The year that Gillette launched its “We Believe” campaign and asked “Is this the best a man can get?” has coincided with P&G’s $8 billion non-cash writedown for the shaving giant.

That's 8 billion. With a b.

Gillette is blaming competitors like Dollar Shave Club and Harry's. But when was the last time Dollar Shave Club tried to shame you for being interested in the opposite sex? When did Harry's ever blame you, personally, for all the world's sexism and misogyny and other bad things?

But if you think Gillette has learned anything from this, you forgot that it's [current year]. Molly Fleming, MarketingWeek:

Gillette’s CEO and president, Gary Coombe, says that angering some consumers with its #metoo campaign was a “price worth paying” if it meant the brand could increase its relevance among younger consumers and turn around its falling market share...

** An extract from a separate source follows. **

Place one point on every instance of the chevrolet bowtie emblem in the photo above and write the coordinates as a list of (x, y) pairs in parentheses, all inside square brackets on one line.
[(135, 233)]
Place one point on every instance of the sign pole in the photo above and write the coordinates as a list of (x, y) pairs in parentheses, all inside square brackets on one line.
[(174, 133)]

Gillette made the decision to launch the campaign in a bid to target the millennial market...

But Coombe admitted Gillette's strategy hadn't helped. He explained: "The worst thing during through that period was, we also lost connection with the millennial generation. Gillette quickly became the brand of the millennial generation's dads."

Sounds like it worked out great!

Advertising has been taken over by social justice warriors. If you enjoy being scolded by the people who are trying to sell you their products, feel free to spend your money as you see fit. The rest of us male chauvinist pigs will take our business elsewhere.